Outre cette caractéristique théologique, la liturgie de ces fêtes intéresse notre pratique, car elle se concrétise par des activités. Les mains préparent la nourriture et le corps l’absorbe. La métaphore du repas est particulièrement riche, car tous les sens participent à l’événement : les fidèles parlent avec leurs mains et leurs corps[68]. Ces fêtes se vivent en groupe. Le Lévitique demande de manger toute la viande de l’animal sacrifié le jour même, ce qui n’est possible que si la fête rassemble tout un groupe[69], d’autant plus que des gâteaux et du pain accompagnent la viande. Tout ceci n’empêche pas la parole de Dieu d’être également exprimée sous forme verbale. Le psaume 116, par exemple, semble bien être un élément liturgique d’une célébration vécue par quelqu’un remerciant Dieu pour une guérison. Par ailleurs, « la matière des sacrifices est toujours transformée voire même salée[70] ». Les participants apportent quelque chose qu’ils ont confectionné auparavant. Ils vivent donc déjà la célébration avant même d’y avoir participé[71].

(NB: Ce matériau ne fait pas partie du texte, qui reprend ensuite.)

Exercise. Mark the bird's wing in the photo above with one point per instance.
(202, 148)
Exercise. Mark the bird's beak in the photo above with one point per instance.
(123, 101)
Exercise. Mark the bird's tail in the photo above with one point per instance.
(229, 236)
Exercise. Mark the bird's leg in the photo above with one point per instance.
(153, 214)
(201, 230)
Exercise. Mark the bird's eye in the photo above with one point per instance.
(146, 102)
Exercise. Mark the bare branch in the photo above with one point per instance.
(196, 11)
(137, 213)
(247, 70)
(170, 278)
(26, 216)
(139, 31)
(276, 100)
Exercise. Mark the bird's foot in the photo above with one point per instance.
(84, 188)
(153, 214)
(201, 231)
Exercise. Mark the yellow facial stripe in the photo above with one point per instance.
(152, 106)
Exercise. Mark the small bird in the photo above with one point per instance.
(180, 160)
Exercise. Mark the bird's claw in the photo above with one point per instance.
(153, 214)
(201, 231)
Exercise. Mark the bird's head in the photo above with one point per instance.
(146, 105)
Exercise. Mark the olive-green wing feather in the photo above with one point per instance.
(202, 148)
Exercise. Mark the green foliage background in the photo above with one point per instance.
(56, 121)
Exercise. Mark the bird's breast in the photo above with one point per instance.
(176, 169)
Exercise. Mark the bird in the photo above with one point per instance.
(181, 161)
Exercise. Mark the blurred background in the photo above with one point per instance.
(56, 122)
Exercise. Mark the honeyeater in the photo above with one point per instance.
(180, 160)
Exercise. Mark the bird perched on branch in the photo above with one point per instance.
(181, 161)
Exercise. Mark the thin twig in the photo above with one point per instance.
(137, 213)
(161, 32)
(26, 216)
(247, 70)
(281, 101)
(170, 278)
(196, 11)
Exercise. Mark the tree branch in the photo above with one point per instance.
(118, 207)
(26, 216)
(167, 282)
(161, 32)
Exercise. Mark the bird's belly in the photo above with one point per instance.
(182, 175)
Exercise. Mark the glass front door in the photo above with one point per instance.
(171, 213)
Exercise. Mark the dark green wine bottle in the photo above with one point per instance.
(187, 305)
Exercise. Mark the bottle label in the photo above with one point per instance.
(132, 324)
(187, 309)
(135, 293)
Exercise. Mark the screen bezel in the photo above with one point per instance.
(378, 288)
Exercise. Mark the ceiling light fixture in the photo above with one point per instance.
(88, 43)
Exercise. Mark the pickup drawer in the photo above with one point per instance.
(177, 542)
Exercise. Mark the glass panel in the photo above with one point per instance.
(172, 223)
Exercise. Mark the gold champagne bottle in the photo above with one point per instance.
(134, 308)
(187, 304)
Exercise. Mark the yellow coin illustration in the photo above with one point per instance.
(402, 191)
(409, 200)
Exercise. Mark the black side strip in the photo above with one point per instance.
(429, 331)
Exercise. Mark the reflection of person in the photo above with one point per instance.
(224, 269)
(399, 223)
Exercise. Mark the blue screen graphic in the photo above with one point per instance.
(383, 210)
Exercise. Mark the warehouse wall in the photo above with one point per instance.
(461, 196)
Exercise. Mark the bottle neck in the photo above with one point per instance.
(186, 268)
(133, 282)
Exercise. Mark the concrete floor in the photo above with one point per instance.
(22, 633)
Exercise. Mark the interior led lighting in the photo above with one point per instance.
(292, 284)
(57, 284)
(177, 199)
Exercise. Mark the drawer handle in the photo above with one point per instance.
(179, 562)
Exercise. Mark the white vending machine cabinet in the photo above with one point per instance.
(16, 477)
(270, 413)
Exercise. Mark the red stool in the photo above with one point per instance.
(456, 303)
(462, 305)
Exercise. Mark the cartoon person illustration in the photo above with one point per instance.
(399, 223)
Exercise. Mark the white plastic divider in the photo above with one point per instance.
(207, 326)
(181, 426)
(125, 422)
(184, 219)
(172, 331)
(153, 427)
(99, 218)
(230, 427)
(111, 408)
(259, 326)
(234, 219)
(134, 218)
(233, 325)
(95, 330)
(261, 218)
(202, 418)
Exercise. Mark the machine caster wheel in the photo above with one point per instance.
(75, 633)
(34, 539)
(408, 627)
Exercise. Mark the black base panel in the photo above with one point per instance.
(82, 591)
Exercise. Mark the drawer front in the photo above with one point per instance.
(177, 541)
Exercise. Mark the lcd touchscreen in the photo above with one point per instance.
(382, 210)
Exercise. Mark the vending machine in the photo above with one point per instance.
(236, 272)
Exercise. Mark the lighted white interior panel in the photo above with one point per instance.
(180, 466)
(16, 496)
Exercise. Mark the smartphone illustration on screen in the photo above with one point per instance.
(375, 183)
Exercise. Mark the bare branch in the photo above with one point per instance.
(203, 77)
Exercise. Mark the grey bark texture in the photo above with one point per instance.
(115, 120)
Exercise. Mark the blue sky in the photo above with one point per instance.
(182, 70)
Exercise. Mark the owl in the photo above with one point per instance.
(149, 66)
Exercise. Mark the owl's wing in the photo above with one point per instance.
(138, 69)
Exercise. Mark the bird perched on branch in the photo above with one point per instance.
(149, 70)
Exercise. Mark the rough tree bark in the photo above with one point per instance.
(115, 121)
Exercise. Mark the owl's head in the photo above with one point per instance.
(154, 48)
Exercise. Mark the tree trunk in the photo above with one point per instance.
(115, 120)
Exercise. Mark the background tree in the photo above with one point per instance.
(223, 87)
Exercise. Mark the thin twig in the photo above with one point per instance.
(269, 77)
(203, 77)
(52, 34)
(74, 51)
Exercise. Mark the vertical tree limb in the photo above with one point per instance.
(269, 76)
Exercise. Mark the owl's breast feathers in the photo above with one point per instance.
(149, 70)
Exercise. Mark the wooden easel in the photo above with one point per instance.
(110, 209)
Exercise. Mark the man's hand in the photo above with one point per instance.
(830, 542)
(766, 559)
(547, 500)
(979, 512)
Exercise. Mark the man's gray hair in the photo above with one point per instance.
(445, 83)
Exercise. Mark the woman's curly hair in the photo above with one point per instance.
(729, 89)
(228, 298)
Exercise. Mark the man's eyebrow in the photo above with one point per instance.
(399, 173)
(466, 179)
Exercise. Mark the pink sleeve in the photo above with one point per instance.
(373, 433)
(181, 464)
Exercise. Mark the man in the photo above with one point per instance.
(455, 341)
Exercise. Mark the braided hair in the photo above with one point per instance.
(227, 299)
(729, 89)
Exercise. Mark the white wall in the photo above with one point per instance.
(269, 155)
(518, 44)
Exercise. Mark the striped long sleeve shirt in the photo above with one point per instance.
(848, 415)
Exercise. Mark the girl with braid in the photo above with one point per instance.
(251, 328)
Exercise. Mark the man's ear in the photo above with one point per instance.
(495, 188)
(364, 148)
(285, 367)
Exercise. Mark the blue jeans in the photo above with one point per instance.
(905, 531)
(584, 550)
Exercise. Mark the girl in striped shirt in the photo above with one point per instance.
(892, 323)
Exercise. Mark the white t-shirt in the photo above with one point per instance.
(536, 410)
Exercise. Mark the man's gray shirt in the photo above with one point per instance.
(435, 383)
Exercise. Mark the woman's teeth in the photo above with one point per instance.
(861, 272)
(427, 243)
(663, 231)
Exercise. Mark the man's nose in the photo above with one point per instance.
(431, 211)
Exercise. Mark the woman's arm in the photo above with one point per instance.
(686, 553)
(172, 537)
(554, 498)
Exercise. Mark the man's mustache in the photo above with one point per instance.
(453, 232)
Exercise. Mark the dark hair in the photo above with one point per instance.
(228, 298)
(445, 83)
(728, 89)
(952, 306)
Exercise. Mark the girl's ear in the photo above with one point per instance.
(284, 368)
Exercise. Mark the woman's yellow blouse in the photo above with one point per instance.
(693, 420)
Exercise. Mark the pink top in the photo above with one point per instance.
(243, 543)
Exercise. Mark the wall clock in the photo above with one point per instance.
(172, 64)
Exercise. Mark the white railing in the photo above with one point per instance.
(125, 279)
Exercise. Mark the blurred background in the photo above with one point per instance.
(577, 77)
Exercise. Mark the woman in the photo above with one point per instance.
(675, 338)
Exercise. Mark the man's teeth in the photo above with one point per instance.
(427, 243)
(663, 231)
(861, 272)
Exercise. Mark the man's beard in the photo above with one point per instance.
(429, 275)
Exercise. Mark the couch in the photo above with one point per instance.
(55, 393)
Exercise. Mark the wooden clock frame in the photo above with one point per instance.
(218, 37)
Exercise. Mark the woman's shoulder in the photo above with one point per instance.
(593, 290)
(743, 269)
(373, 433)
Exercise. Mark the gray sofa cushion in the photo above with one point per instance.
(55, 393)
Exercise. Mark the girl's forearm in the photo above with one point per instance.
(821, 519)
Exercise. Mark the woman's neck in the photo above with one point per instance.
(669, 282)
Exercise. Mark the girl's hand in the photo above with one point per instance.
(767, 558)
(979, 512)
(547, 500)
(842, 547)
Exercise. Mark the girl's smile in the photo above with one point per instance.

Dans le Nouveau Testament, les chrétiens vivaient des liturgies dans différents lieux : le temple, les synagogues, des maisons ou des places publiques[72]. Les célébrants voyaient et écoutaient[73], priaient[74] et recevaient la bénédiction[75], chantaient et parlaient[76]. Les premières liturgies chrétiennes semblent se caractériser par le souci du rassemblement, le lieu en tant que tel n’ayant plus de caractère sacré[77]. Mais toutes ces célébrations n’étaient sans doute pas statiques. Les récits actuels de la passion étaient une liturgie vécue par les convertis au christianisme venant à Jérusalem[78]. Il suffit de les lire pour comprendre que ces liturgies se caractérisaient sans aucun doute par des déplacements dans tel ou tel lieu de mémoire. Par ailleurs, le baptême et la fraction du pain deviennent des éléments fondamentaux de la liturgie. La symbolique baptismale et eucharistique devint même ce qui caractérisa le culte chrétien par rapport à celui de la synagogue, dont il calqua au début de nombreux aspects[79]. Or avec ces deux sacrements nous sommes tout à fait dans une liturgie du geste et du mouvement.

Bref, le culte dans la Bible est centré sur la vie communautaire, la célébration de la splendeur de Dieu dans notre monde, « la vie avec Dieu ». Par la suite, la place importante du baptême poussa très tôt les chrétiens à agrandir les bâtiments où ils se réunissaient[80]. La liturgie de baptême nécessitait[81] en effet des déplacements (préparation, puis descente dans l’eau). Le baptême était suivi du repas du seigneur, donc de déplacement de toute la communauté vers un lieu avec tables, etc.[82]. L’aspect essentiel de ces cultes restait le rassemblement de la communauté. Plus généralement les liturgies chrétiennes dans l’Occident du premier millénaire peuvent être qualifiées d’ambulatoires[83]. Les participants se promenaient alors beaucoup. Ils passaient d’un autel à l’autre[84] : tous ne faisaient pas la même chose en même temps. Cette période vivait déjà une sorte de pédagogie différenciée.

4. Conclusion

Axer la pédagogie de la transmission de la foi sur la dimension célébrante de l’Église permet de se démarquer du religieux scolaire sans entrer en polémique avec les programmes scolaires. Les expériences réalisées ici et là prouvent que cet objectif est viable. Elles correspondent aux pratiques ancestrales du christianisme et du judaïsme. Mais elles offrent également un autre avantage. Dans nos sociétés, les parents peuvent proposer à leurs enfants une quantité impressionnante d’activités extrascolaires. Le sport, la musique et tant d’autres choses encore, sont proposés aux enfants par des organismes en général bien armés pour leur offrir des activités attirantes. Les Églises sont concurrencées sur le plan des possibilités horaires par des institutions attractives. Par contre elles sont les seules à pouvoir proposer des activités de type liturgique. C’est leur force et cela leur permet d’avoir une offre originale. Elles ont donc tout intérêt à travailler les liturgies pour enfants tout simplement parce que le liturgique constitue un de leur principal métier.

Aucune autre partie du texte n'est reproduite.